In this study, graphene, the most attractive material today, has been applied to the wavelength-modulated surface plasmon resonance (SPR) sensor. The optical fiber sensor technology is the most fascinating topic because of its several benefits. In addition to this, the SPR phenomenon enables the detection of biomaterials to be label-free, highly sensitive, and accurate. Therefore, the optical fiber SPR sensor has powerful advantages to detect biomaterials. Meanwhile, Graphene shows superior mechanical, electrical, and optical characteristics, so that it has tremendous potential to be applied to any applications.
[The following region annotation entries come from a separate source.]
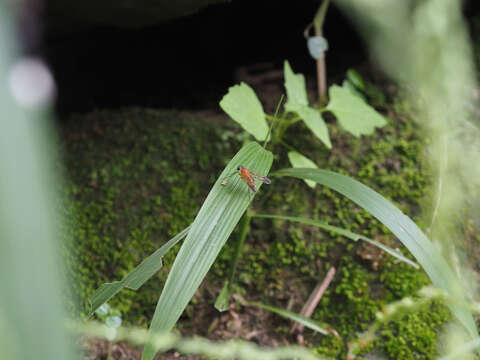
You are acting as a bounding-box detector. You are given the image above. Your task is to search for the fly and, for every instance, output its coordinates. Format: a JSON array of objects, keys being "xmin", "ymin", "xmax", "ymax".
[{"xmin": 222, "ymin": 165, "xmax": 272, "ymax": 193}]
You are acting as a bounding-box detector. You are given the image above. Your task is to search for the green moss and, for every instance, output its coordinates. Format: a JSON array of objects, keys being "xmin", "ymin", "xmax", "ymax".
[
  {"xmin": 375, "ymin": 302, "xmax": 451, "ymax": 360},
  {"xmin": 65, "ymin": 103, "xmax": 443, "ymax": 358}
]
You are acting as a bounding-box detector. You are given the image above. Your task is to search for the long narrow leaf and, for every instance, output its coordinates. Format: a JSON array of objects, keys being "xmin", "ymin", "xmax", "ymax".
[
  {"xmin": 89, "ymin": 226, "xmax": 190, "ymax": 315},
  {"xmin": 254, "ymin": 214, "xmax": 419, "ymax": 269},
  {"xmin": 142, "ymin": 142, "xmax": 273, "ymax": 360},
  {"xmin": 249, "ymin": 303, "xmax": 332, "ymax": 335},
  {"xmin": 272, "ymin": 169, "xmax": 478, "ymax": 338}
]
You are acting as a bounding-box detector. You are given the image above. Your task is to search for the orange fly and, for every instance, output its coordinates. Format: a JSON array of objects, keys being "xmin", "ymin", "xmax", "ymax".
[{"xmin": 222, "ymin": 165, "xmax": 272, "ymax": 193}]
Especially, grapheme has tighter confinement plasmon and relatively long propagation distances, so that it can enhance the light-matter interactions (F. H. L. Koppens, et al., Nano Lett., 2011). Accordingly, we coated graphene on the optical fiber probe which we fabricated to compose the wavelength-modulated SPR sensor (Figure 1.). The graphene film was synthesized via thermal chemical vapor deposition (CVD) process. Synthesized graphene was transferred on the core exposed region of fiber optic by lift-off method. Detected analytes were biotinylated double cross-over DNA structure (DXB) and Streptavidin (SA) as the ligand-receptor binding model. The preliminary results showed the SPR signal shifts for the DXB and SA binding rather than the concentration change.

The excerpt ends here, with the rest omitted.